Here's the first of the series on Feminist Interpretations of the Qur'an. Suggestions and feedback will be greatly appreciated! And if you've read this book, you are welcome to offer your own thoughts about the book as well. Rest assured, your opinion will be given the respect and attention it deserves.
Ahmed, Leila. Women and Gender in Islam: Historical Roots of a Modern Debate. New Haven: Yale UP, 1992.
Leila Ahmed has served as a professor of Women’s Studies and Near Eastern Studies at the University of Massachusetts-Amherst. There, she was also the director of the Women’s Studies program from 1991 to 1992. Since 2003, she has been a Victor S. Thomas Professor at the Harvard Divinity School, where she teaches courses in the Women’s Studies and Religion departments. Her other publications include A Border Passage, Edward William Lane: A Study of His Life and Work, and of British Ideas of the Middle East in the Nineteenth Century, "Arab Culture and Writing Women's Bodies," and "Between Two Worlds: The Formation of a Turn of the Century Egyptian Feminist."
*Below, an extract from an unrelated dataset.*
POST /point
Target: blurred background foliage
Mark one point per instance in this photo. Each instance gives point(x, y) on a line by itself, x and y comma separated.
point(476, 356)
Women and Gender in Islam is a historical analysis of the subordination of women. Ahmed argues that Muslim women’s subjugation seems to have arisen as a result of urbanization. Exploring the concept of unveiling in Assyrian law (ca. 1200 BCE), she lists the types of women who had to veil through Middle Eastern history as well as those who were exempt from the practice. Ahmed concludes that it was through cultural exchanges that women have been subordinated in Muslim societies. Early Muslim jurists ensured women’s seclusion in society by defining certain Arabic terms, such as aurah, in a way that denied women access to the public sphere; for example, scholars like Ibn al-Hajj (ca. 13th century CE), asserted that a woman’s voice must be kept private because it has the potential to attract males.